OpEd – Would I Connect to an Insecure Wireless Network?
Wireless networks are tricky to deal with because, even if they are secured with a preshared key, they do a poor job of providing non repudiation to the network’s owner. It is extremely easy for someone to crack a WEP key (and many times it is easy to crack a WPA1/WPA2 preshared key as well, provided the password is a dictionary-based.) Once this is finished, the attacker can use the wireless network as a digital beachhead of sorts, and launch further attacks. If forensics experts ever get involved, the trail leads back to the wireless network itself. By then, the attacking node has moved on and long gone. Always remember that its trivial for anyone to learn how to hack WiFi.
Would I connect to an unsecured wireless network? Or, would I use a neighbor’s unsecured WiFi? I have done this in the past, but I do not any longer. Honestly, my reasoning is not so much for moral reasons but rather my own self-preservation. Personally, I feel that the responsibility is on the WiFi owner to secure their network. (Breaking an encrypted network is a different story altogether, and one that I do hold a moral compass for.) There are countless open source tools that allow an attacker to sniff, redirect, and modify in transit data as it goes across the air. Weaponized programs such as sslstrip allow someone with minimal computer skills to strip out the SSL encryption used in banking, email, and social networking login forms.

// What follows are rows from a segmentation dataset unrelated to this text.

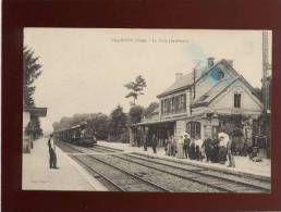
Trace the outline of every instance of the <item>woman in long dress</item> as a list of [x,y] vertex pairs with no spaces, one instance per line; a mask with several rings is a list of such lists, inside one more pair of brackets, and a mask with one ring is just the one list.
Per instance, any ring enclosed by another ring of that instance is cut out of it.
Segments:
[[176,158],[178,159],[183,159],[184,158],[184,152],[183,152],[183,135],[180,136],[180,139],[178,140],[178,153]]
[[227,145],[229,142],[229,136],[224,133],[219,134],[219,162],[225,164],[227,161]]

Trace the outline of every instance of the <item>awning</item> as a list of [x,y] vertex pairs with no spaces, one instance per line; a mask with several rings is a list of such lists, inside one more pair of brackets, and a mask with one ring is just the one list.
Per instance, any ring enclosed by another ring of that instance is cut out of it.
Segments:
[[24,111],[29,112],[30,115],[46,117],[47,108],[25,108]]
[[173,117],[173,119],[166,119],[166,120],[158,120],[158,121],[140,122],[137,124],[130,124],[127,126],[145,126],[145,125],[152,125],[152,124],[164,124],[164,123],[175,122],[178,120],[183,120],[187,116],[181,116],[181,117]]

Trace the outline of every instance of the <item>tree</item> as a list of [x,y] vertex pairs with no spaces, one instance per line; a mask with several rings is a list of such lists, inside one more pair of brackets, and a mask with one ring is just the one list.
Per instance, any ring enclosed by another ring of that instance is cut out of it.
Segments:
[[144,114],[144,107],[142,105],[133,105],[129,111],[129,122],[131,124],[135,124],[142,121]]
[[109,135],[113,137],[114,140],[119,140],[121,135],[125,133],[127,123],[127,116],[123,112],[123,108],[118,105],[111,113],[108,123]]
[[108,116],[102,113],[94,113],[87,120],[87,130],[90,135],[95,135],[97,139],[108,138]]
[[159,103],[154,101],[151,102],[144,111],[144,116],[149,117],[151,112],[154,112],[159,107]]
[[130,92],[125,96],[125,98],[133,98],[132,104],[135,105],[135,101],[137,100],[139,95],[144,95],[143,90],[146,87],[146,80],[138,75],[135,82],[130,82],[129,84],[124,85]]
[[24,68],[24,86],[23,86],[23,102],[24,107],[35,107],[33,95],[35,92],[34,82],[40,76],[42,65],[38,62],[39,57],[34,55],[34,51],[24,48],[23,52],[23,68]]
[[[34,82],[40,76],[42,65],[38,62],[39,57],[34,55],[34,51],[24,48],[23,51],[23,71],[24,71],[24,82],[23,82],[23,107],[33,108],[35,107],[35,101],[33,95],[35,92]],[[32,116],[30,122],[26,127],[27,135],[32,135],[33,138],[38,138],[42,136],[42,129],[40,127],[40,121],[38,116]]]

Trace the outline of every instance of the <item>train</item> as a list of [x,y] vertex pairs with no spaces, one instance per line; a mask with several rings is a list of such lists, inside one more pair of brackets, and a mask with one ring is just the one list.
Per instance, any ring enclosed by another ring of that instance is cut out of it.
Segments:
[[97,145],[95,135],[89,135],[86,132],[86,125],[78,124],[70,128],[59,129],[53,132],[56,139],[70,142],[77,146],[91,147]]

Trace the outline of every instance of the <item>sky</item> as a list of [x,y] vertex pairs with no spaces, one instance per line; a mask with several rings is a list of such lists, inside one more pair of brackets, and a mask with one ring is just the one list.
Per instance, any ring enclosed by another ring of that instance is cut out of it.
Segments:
[[[271,63],[271,32],[269,62]],[[234,68],[252,86],[262,76],[261,30],[118,29],[118,28],[25,28],[24,46],[33,49],[42,64],[34,95],[37,107],[47,107],[40,119],[45,132],[52,123],[75,113],[110,114],[132,99],[124,87],[142,75],[145,95],[137,104],[147,107],[195,65],[233,60]]]

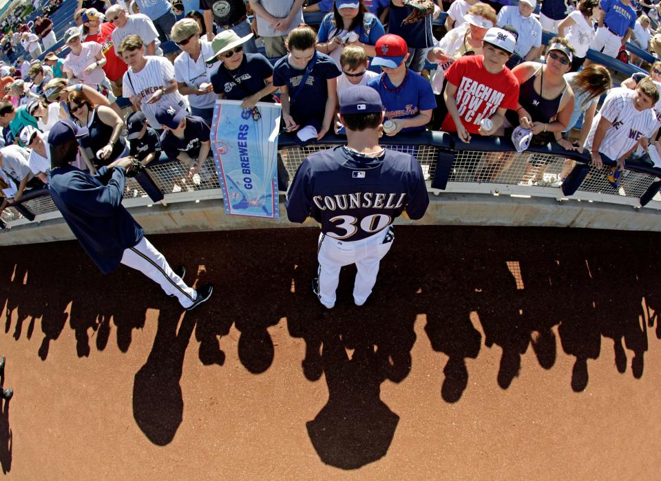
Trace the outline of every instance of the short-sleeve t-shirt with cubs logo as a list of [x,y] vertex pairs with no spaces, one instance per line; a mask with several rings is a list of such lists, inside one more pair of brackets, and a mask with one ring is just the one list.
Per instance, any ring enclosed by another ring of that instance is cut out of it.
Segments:
[[[518,101],[518,82],[507,67],[498,74],[487,71],[481,55],[458,58],[445,73],[445,78],[457,86],[454,101],[461,123],[470,133],[478,133],[483,118],[491,118],[499,107],[515,109]],[[441,127],[456,132],[457,126],[448,114]]]
[[625,87],[611,89],[601,110],[592,122],[592,128],[585,140],[591,149],[594,133],[602,117],[611,122],[606,131],[599,153],[611,160],[617,160],[638,143],[643,137],[649,137],[656,129],[656,116],[651,109],[638,110],[634,104],[636,90]]
[[200,0],[200,10],[211,10],[219,27],[233,25],[247,14],[244,0]]

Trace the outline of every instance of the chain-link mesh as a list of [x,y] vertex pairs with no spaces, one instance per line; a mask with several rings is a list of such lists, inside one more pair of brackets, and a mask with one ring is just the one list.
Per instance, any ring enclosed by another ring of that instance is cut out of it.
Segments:
[[[293,178],[298,166],[310,154],[321,149],[331,149],[334,145],[311,145],[304,147],[287,147],[279,151],[282,162]],[[386,145],[386,149],[397,150],[415,156],[422,167],[425,180],[433,179],[436,171],[436,160],[438,148],[430,145]],[[452,182],[473,184],[499,184],[510,186],[528,187],[527,194],[534,196],[537,186],[559,187],[562,179],[566,177],[576,164],[558,156],[545,153],[523,152],[483,152],[479,151],[463,151],[456,153],[454,162],[450,175],[449,188]],[[188,176],[188,167],[179,162],[171,162],[148,166],[147,171],[158,189],[176,200],[177,193],[190,193],[208,189],[219,189],[220,187],[213,160],[209,158],[200,171],[192,177]],[[657,178],[646,173],[625,171],[620,185],[613,188],[606,178],[605,169],[598,171],[591,168],[581,186],[573,197],[594,200],[594,194],[600,194],[604,202],[622,202],[623,197],[639,198]],[[548,195],[546,189],[545,195]],[[558,190],[558,196],[561,192]],[[149,202],[145,190],[135,179],[127,180],[124,193],[125,199],[145,197]],[[653,200],[661,202],[661,193]],[[52,200],[48,196],[38,197],[28,201],[23,205],[35,216],[42,215],[56,211]],[[22,216],[15,209],[10,207],[2,213],[1,220],[11,225],[13,221]]]

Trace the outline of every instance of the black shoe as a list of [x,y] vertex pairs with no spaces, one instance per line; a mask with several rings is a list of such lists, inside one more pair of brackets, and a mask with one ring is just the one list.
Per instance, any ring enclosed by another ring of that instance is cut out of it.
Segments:
[[195,292],[198,297],[196,297],[195,302],[191,306],[186,308],[186,310],[193,310],[200,304],[208,301],[213,293],[213,284],[204,284]]
[[[179,276],[180,277],[181,277],[181,280],[183,281],[183,280],[184,280],[184,276],[186,275],[186,266],[182,266],[182,266],[180,266],[179,267],[178,267],[178,268],[176,268],[176,269],[174,269],[172,272],[174,272],[175,274],[176,274],[178,276]],[[174,295],[174,294],[168,294],[167,295],[168,295],[169,297],[175,297],[175,295]]]

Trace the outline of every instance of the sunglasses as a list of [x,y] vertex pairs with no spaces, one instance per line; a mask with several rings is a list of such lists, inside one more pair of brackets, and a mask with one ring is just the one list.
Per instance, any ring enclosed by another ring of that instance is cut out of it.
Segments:
[[222,54],[225,58],[230,58],[234,54],[238,54],[240,52],[243,52],[243,45],[239,45],[238,47],[235,47],[233,50],[229,52],[226,52]]
[[558,55],[558,54],[554,52],[549,52],[549,56],[553,58],[554,60],[557,60],[558,62],[562,63],[563,65],[569,65],[569,59],[562,55]]
[[184,39],[182,40],[180,42],[175,42],[175,43],[176,43],[178,45],[187,45],[188,43],[189,43],[189,41],[191,41],[191,39],[192,39],[193,36],[195,36],[195,34],[193,34],[192,35],[191,35],[191,36],[190,36],[189,37],[188,37],[187,39]]
[[365,75],[366,72],[366,70],[363,70],[362,72],[359,72],[357,74],[349,74],[342,70],[342,73],[348,77],[361,77]]

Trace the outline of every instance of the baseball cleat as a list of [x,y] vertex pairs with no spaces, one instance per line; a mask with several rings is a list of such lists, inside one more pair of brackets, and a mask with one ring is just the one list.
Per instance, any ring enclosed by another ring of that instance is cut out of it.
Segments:
[[195,302],[186,308],[186,310],[193,310],[200,306],[200,304],[208,301],[209,298],[211,297],[213,293],[213,284],[204,284],[195,292],[197,293],[198,297],[196,297]]
[[[180,277],[181,277],[181,280],[183,281],[183,280],[184,280],[184,276],[186,275],[186,266],[183,266],[183,265],[180,266],[178,267],[177,268],[174,269],[172,272],[174,272],[175,274],[176,274],[178,276],[179,276]],[[174,294],[168,294],[167,296],[168,296],[168,297],[175,297]]]

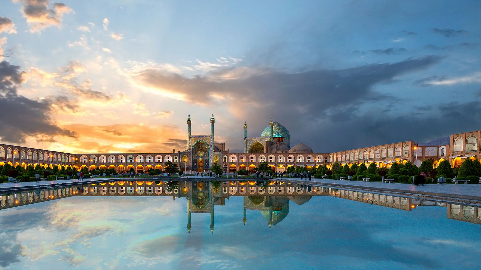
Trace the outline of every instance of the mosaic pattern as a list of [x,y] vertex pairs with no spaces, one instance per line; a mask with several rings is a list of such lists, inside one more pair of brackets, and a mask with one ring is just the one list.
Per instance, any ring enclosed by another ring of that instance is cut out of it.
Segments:
[[[267,126],[261,134],[261,136],[269,137],[270,135],[270,126]],[[281,137],[284,138],[284,142],[287,145],[287,147],[291,147],[291,134],[289,131],[287,130],[286,127],[281,125],[277,121],[274,122],[274,137]]]

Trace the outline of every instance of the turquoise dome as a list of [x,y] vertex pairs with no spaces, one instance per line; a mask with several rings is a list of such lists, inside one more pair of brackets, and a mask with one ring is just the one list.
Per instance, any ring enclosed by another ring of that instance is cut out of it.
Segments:
[[[277,121],[274,122],[274,137],[282,137],[284,138],[284,142],[286,142],[286,144],[289,145],[289,142],[291,141],[291,134],[289,133],[289,131],[287,130],[286,127],[280,124],[280,123]],[[264,129],[264,131],[262,132],[261,134],[261,137],[268,137],[270,136],[270,126],[268,125]]]

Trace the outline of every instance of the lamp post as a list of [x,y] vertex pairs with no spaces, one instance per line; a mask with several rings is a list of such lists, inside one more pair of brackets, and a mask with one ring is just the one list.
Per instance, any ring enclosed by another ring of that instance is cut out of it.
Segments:
[[416,165],[416,166],[418,166],[418,164],[416,164],[418,163],[418,150],[417,150],[417,149],[418,149],[418,147],[417,146],[414,147],[414,151],[415,151],[415,153],[414,154],[416,157],[416,160],[414,161],[414,165]]

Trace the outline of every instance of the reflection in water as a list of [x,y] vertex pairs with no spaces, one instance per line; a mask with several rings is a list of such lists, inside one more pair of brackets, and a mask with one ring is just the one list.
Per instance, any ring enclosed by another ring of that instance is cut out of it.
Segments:
[[289,213],[290,201],[298,205],[313,196],[329,196],[406,211],[420,206],[446,208],[448,219],[481,223],[481,207],[452,204],[273,181],[118,181],[68,187],[36,189],[0,194],[0,209],[27,205],[72,196],[165,196],[185,197],[187,200],[187,230],[192,229],[192,213],[210,215],[209,229],[214,233],[214,205],[225,205],[230,196],[242,196],[242,222],[247,221],[247,210],[259,211],[269,228],[284,220]]

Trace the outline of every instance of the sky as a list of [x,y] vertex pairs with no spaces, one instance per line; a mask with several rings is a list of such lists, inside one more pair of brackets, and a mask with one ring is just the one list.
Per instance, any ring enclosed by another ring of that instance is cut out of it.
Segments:
[[214,233],[200,213],[188,233],[184,197],[74,196],[4,209],[0,269],[479,268],[480,225],[446,218],[445,208],[314,196],[290,202],[269,228],[258,210],[242,224],[242,200],[215,206]]
[[329,152],[481,125],[481,2],[4,0],[0,141],[241,151],[271,118]]

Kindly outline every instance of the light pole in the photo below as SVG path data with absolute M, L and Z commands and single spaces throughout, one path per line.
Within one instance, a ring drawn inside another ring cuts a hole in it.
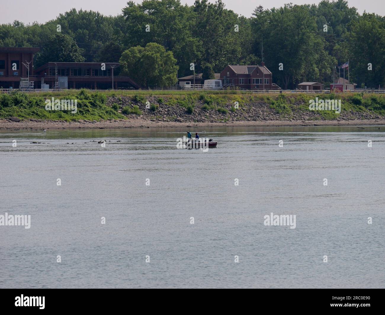
M 112 90 L 114 90 L 114 68 L 115 67 L 116 65 L 114 65 L 113 66 L 112 66 L 110 65 L 110 67 L 112 68 Z
M 195 64 L 192 64 L 192 68 L 194 69 L 194 89 L 195 89 Z
M 27 60 L 25 60 L 25 62 L 27 62 L 27 65 L 26 65 L 24 62 L 22 62 L 22 63 L 28 69 L 28 89 L 29 89 L 29 64 L 32 62 L 32 60 L 31 60 L 29 62 L 28 62 Z

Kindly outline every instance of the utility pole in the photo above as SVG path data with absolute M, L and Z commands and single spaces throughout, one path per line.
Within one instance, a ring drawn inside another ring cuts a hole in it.
M 193 64 L 193 68 L 194 69 L 194 89 L 195 89 L 195 64 Z
M 345 92 L 345 68 L 343 68 L 343 89 L 344 92 Z
M 263 38 L 262 38 L 262 63 L 263 63 Z M 264 93 L 264 65 L 263 65 L 263 93 Z
M 29 64 L 32 62 L 32 60 L 31 60 L 29 62 L 25 60 L 25 62 L 27 63 L 27 65 L 24 63 L 24 62 L 22 62 L 22 63 L 28 69 L 28 89 L 29 90 Z
M 114 90 L 114 68 L 115 67 L 116 65 L 114 65 L 113 66 L 112 66 L 110 65 L 110 67 L 112 68 L 112 90 Z
M 350 63 L 349 61 L 349 59 L 348 59 L 348 83 L 349 85 L 350 84 Z M 350 87 L 349 87 L 350 88 Z

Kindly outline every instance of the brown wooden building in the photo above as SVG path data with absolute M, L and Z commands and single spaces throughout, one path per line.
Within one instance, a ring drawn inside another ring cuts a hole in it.
M 303 82 L 298 85 L 298 88 L 304 91 L 319 91 L 323 90 L 323 85 L 318 82 Z
M 36 69 L 33 68 L 33 54 L 37 47 L 0 47 L 0 88 L 19 87 L 20 79 L 28 77 L 28 69 L 22 63 L 30 64 L 29 80 L 35 88 L 40 88 L 42 82 L 50 88 L 55 84 L 55 69 L 60 83 L 66 82 L 67 88 L 107 90 L 112 87 L 112 70 L 119 63 L 105 63 L 105 70 L 97 62 L 48 62 Z M 128 77 L 114 76 L 115 89 L 138 89 L 141 87 Z
M 105 69 L 102 70 L 98 62 L 49 62 L 35 70 L 35 73 L 44 78 L 45 84 L 51 87 L 55 83 L 55 67 L 59 77 L 67 77 L 68 88 L 84 88 L 94 90 L 108 90 L 112 88 L 112 68 L 119 67 L 117 62 L 105 63 Z M 114 88 L 138 89 L 141 87 L 128 77 L 114 76 Z
M 272 76 L 273 74 L 265 66 L 264 62 L 261 63 L 261 65 L 229 65 L 220 75 L 225 88 L 226 87 L 232 86 L 245 90 L 280 88 L 279 87 L 273 83 Z
M 28 76 L 28 69 L 23 62 L 29 64 L 30 77 L 33 75 L 33 54 L 37 47 L 0 47 L 0 88 L 18 87 L 21 77 Z

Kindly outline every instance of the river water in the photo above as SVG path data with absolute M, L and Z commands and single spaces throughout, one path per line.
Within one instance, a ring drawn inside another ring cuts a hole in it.
M 364 128 L 207 128 L 207 152 L 184 129 L 3 131 L 0 215 L 30 227 L 0 226 L 0 287 L 385 287 L 385 127 Z

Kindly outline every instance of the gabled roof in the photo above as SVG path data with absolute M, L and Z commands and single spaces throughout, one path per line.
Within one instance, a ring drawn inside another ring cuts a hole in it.
M 302 83 L 300 83 L 298 84 L 298 85 L 313 85 L 314 84 L 320 84 L 320 85 L 323 85 L 322 83 L 320 83 L 319 82 L 303 82 Z
M 341 78 L 341 77 L 339 78 L 338 78 L 336 79 L 336 80 L 334 80 L 334 84 L 345 84 L 345 85 L 346 85 L 346 84 L 351 84 L 351 85 L 357 85 L 357 83 L 349 83 L 349 81 L 346 79 L 345 79 L 345 82 L 344 82 L 344 78 Z
M 264 68 L 262 66 L 239 66 L 232 65 L 229 65 L 229 67 L 233 70 L 237 74 L 250 74 L 253 73 L 253 72 L 255 70 L 256 68 L 258 68 L 258 70 L 261 72 L 263 73 L 264 72 L 265 74 L 271 74 L 271 72 L 265 66 Z

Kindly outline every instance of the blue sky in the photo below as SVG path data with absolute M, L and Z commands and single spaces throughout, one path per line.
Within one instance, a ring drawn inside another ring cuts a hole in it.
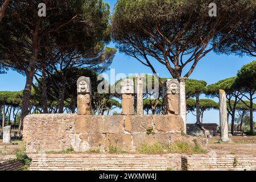
M 112 10 L 116 1 L 106 1 L 109 2 Z M 113 43 L 109 46 L 114 47 Z M 253 57 L 244 56 L 241 57 L 236 55 L 218 55 L 214 52 L 208 53 L 200 60 L 196 69 L 189 78 L 197 80 L 204 80 L 208 84 L 214 83 L 218 80 L 234 76 L 241 67 L 245 64 L 253 61 Z M 166 68 L 158 63 L 153 64 L 159 76 L 170 77 Z M 129 73 L 152 73 L 150 69 L 142 65 L 132 57 L 129 57 L 124 54 L 118 52 L 115 55 L 110 69 L 115 69 L 115 73 L 122 73 L 126 75 Z M 110 73 L 108 71 L 106 73 Z M 184 73 L 183 73 L 184 74 Z M 0 75 L 0 90 L 18 91 L 24 88 L 26 78 L 21 75 L 13 71 L 8 71 L 7 74 Z M 201 98 L 204 97 L 201 96 Z M 195 117 L 192 114 L 187 116 L 188 123 L 193 123 Z M 219 122 L 218 110 L 206 111 L 204 115 L 204 122 Z

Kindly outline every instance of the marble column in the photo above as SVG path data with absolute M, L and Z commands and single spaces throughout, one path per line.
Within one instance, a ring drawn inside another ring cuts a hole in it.
M 121 83 L 122 114 L 134 114 L 134 84 L 131 79 L 124 79 Z
M 136 76 L 136 93 L 137 96 L 137 114 L 143 115 L 143 75 Z
M 11 143 L 11 126 L 3 128 L 3 143 Z
M 77 114 L 92 115 L 90 79 L 84 76 L 80 77 L 77 85 Z
M 186 104 L 186 89 L 185 82 L 187 77 L 179 77 L 178 80 L 180 84 L 179 96 L 179 113 L 184 123 L 184 132 L 187 133 L 187 104 Z
M 220 127 L 222 142 L 230 142 L 229 138 L 229 128 L 226 107 L 226 93 L 223 90 L 219 90 L 220 93 Z
M 179 84 L 177 79 L 168 79 L 163 84 L 162 94 L 164 114 L 179 114 Z

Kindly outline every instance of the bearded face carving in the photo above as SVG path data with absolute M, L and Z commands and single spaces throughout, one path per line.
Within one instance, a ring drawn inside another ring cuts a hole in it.
M 121 83 L 121 93 L 129 94 L 134 93 L 134 83 L 133 80 L 125 79 Z
M 90 78 L 84 76 L 77 80 L 77 93 L 90 93 Z
M 82 80 L 79 82 L 78 92 L 85 93 L 87 90 L 87 83 L 85 81 Z
M 177 93 L 177 86 L 175 83 L 172 83 L 169 89 L 171 90 L 171 92 L 174 94 Z
M 179 84 L 176 79 L 167 80 L 163 86 L 163 97 L 167 94 L 178 94 L 179 90 Z

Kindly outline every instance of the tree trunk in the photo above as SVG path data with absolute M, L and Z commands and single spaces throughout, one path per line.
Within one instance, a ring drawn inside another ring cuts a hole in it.
M 199 92 L 196 92 L 196 123 L 199 123 L 200 122 L 200 110 L 199 106 Z
M 41 69 L 42 69 L 42 105 L 43 105 L 43 111 L 44 114 L 47 114 L 47 93 L 46 90 L 46 67 L 44 64 L 41 63 Z
M 63 113 L 64 110 L 64 89 L 61 88 L 59 93 L 59 113 Z
M 3 129 L 5 127 L 5 105 L 3 105 L 3 121 L 2 124 L 2 128 Z
M 8 118 L 8 126 L 10 126 L 10 124 L 11 123 L 11 110 L 13 110 L 13 107 L 11 107 L 11 108 L 10 108 L 10 111 L 9 111 L 9 117 Z
M 202 113 L 201 114 L 201 123 L 203 123 L 203 118 L 204 117 L 204 112 L 202 111 Z
M 243 117 L 241 118 L 241 123 L 240 123 L 240 131 L 242 131 L 242 126 L 243 125 Z
M 231 134 L 234 134 L 234 125 L 235 120 L 235 112 L 233 111 L 231 115 Z
M 254 132 L 254 125 L 253 125 L 253 93 L 250 93 L 250 132 L 251 134 L 253 134 Z
M 19 124 L 19 136 L 22 137 L 23 131 L 23 121 L 25 117 L 28 113 L 28 106 L 30 104 L 30 96 L 31 95 L 32 83 L 35 76 L 35 71 L 36 65 L 36 60 L 38 55 L 38 46 L 40 44 L 40 39 L 38 36 L 41 19 L 38 19 L 35 31 L 33 32 L 33 40 L 32 45 L 32 56 L 30 57 L 29 67 L 26 73 L 26 85 L 23 90 L 22 98 L 22 114 L 20 123 Z
M 5 0 L 2 6 L 0 7 L 0 22 L 2 22 L 2 19 L 5 15 L 5 10 L 9 4 L 10 0 Z

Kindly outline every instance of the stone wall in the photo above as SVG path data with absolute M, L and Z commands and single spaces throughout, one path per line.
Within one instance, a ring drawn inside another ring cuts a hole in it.
M 147 135 L 151 127 L 155 134 Z M 27 152 L 71 147 L 76 151 L 92 148 L 106 151 L 110 144 L 129 151 L 134 151 L 143 141 L 181 140 L 183 130 L 182 118 L 175 115 L 32 114 L 24 119 L 23 138 Z
M 181 155 L 46 154 L 29 155 L 32 171 L 180 170 Z
M 256 170 L 256 156 L 191 155 L 181 157 L 181 168 L 188 171 Z
M 0 171 L 19 171 L 23 164 L 19 160 L 0 162 Z

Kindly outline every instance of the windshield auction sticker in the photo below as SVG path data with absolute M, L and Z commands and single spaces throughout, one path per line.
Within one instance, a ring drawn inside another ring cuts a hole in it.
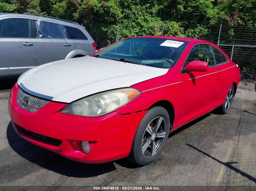
M 175 41 L 174 40 L 167 40 L 160 45 L 160 46 L 170 46 L 170 47 L 174 47 L 174 48 L 178 48 L 180 46 L 184 44 L 184 43 L 178 41 Z

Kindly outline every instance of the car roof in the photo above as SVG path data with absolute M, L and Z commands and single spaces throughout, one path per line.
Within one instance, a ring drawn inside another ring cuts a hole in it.
M 55 22 L 59 23 L 61 23 L 62 22 L 65 22 L 66 23 L 69 23 L 71 24 L 77 24 L 80 26 L 78 23 L 74 21 L 71 21 L 68 20 L 65 20 L 65 19 L 60 19 L 58 18 L 55 17 L 50 17 L 47 15 L 41 15 L 40 14 L 33 14 L 30 13 L 24 13 L 23 14 L 19 14 L 18 13 L 0 13 L 0 17 L 1 16 L 4 17 L 7 16 L 7 15 L 8 15 L 8 16 L 18 16 L 19 17 L 30 17 L 31 18 L 34 18 L 37 19 L 41 19 L 44 20 L 51 21 L 54 21 L 55 20 Z
M 192 40 L 198 40 L 193 38 L 185 38 L 185 37 L 169 37 L 168 36 L 140 36 L 138 37 L 132 37 L 131 38 L 162 38 L 170 40 L 180 40 L 184 42 L 189 42 Z

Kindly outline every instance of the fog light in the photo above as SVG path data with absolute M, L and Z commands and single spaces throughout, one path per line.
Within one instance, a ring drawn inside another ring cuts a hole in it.
M 86 154 L 88 154 L 90 151 L 91 151 L 91 147 L 90 146 L 90 144 L 88 141 L 82 142 L 82 149 Z

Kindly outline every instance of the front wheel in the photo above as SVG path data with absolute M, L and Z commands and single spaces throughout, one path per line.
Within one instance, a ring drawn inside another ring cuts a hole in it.
M 228 94 L 226 97 L 225 101 L 222 105 L 219 108 L 219 113 L 221 114 L 225 114 L 228 113 L 230 109 L 231 104 L 233 101 L 234 91 L 234 86 L 232 85 L 228 90 Z
M 138 127 L 128 159 L 140 166 L 154 161 L 165 145 L 170 123 L 168 113 L 165 108 L 157 106 L 150 109 Z

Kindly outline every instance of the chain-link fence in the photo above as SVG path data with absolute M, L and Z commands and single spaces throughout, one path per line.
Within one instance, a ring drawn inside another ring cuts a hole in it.
M 151 26 L 83 24 L 97 49 L 133 36 L 180 36 L 206 40 L 219 46 L 241 68 L 241 78 L 256 80 L 256 27 L 156 24 Z

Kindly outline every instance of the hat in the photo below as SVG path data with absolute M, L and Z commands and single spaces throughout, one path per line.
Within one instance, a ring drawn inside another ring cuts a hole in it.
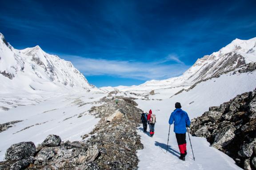
M 180 104 L 180 103 L 179 102 L 176 102 L 175 104 L 175 108 L 181 108 L 181 105 Z

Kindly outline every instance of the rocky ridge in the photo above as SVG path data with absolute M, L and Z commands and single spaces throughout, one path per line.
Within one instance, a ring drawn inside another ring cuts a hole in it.
M 194 88 L 195 88 L 195 87 L 196 86 L 196 85 L 201 83 L 201 82 L 206 81 L 208 80 L 211 80 L 214 78 L 218 78 L 221 75 L 224 74 L 227 74 L 229 72 L 230 72 L 230 73 L 232 74 L 235 74 L 239 73 L 252 72 L 255 70 L 256 70 L 256 62 L 250 62 L 245 65 L 243 65 L 242 66 L 241 66 L 239 68 L 233 68 L 231 70 L 226 71 L 225 72 L 222 72 L 221 73 L 217 74 L 216 75 L 215 75 L 215 76 L 211 77 L 210 77 L 200 80 L 196 82 L 196 83 L 194 83 L 189 88 L 187 89 L 182 89 L 180 90 L 179 92 L 177 92 L 176 93 L 174 94 L 173 95 L 170 97 L 170 98 L 171 98 L 174 96 L 177 95 L 179 93 L 182 93 L 184 91 L 186 92 L 189 91 L 189 90 L 193 89 Z
M 89 112 L 101 120 L 92 131 L 81 136 L 83 140 L 63 142 L 50 135 L 36 147 L 31 142 L 12 145 L 0 169 L 136 169 L 136 150 L 143 148 L 136 131 L 142 111 L 132 99 L 123 97 L 104 97 L 98 104 L 102 104 Z
M 210 107 L 192 120 L 190 133 L 206 138 L 244 170 L 256 170 L 256 89 Z

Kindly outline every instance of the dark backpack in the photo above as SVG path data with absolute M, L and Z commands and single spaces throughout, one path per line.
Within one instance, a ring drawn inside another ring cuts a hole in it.
M 147 115 L 146 113 L 141 113 L 141 121 L 143 122 L 146 122 L 147 121 Z

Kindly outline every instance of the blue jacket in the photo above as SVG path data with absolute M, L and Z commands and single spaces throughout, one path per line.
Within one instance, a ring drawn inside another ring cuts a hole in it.
M 181 108 L 176 108 L 172 113 L 169 124 L 172 124 L 174 122 L 174 132 L 176 133 L 186 133 L 186 125 L 190 126 L 190 120 L 188 113 Z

Thus, https://gmail.com becomes http://gmail.com, and most laymen don’t pay attention to the address bar the way I do now. Unsecured networks offer no substantial proof that your data will be secure and intact.
What would I do if I found out that someone was using my wireless home network? Firstly, this would not happen because I secure my home WLAN using enterprise encryption (the AES-256 algorithm authenticated to a RADIUS server.) In addition, I use MAC filtering and an IDS in a layered approach to security. (I’m paranoid) However, in the context of the question, if I were to find someone using my WiFi network, I would first set up wireshark or tcpdump and try to determine the user and what they were using the network for. Piggybacking a wireless network to stream Netflix is one thing. Doing the same to download child pornography is something else entirely.
Passing laws policing the internet sets a dangerous precedent. Obviously, we need laws that will punish those that break an encrypted network, but I do not think punishing WiFi network owners is a good idea (even if they chose to leave it open.) A better solution would be to pressure WAP manufactures to implement out-of-the-box WPA2 encryption using a random, alphanumeric password. WAP manufacturers should stop setting default passwords that are the same across an entire product line. Manufactures could also set complexity requirements for the WAP password. This would cut down on the effectiveness of wireless cracking tools like cowpatty or aircrack. You will never eliminate threats such as these entirely. A determined attacker will always find away in (perhaps leveraging some sort of social engineering attack to get the owner to divulge the key) and no system is 100% secure. But passing broad laws is not going to help here. Education, and better product security should be the way forward.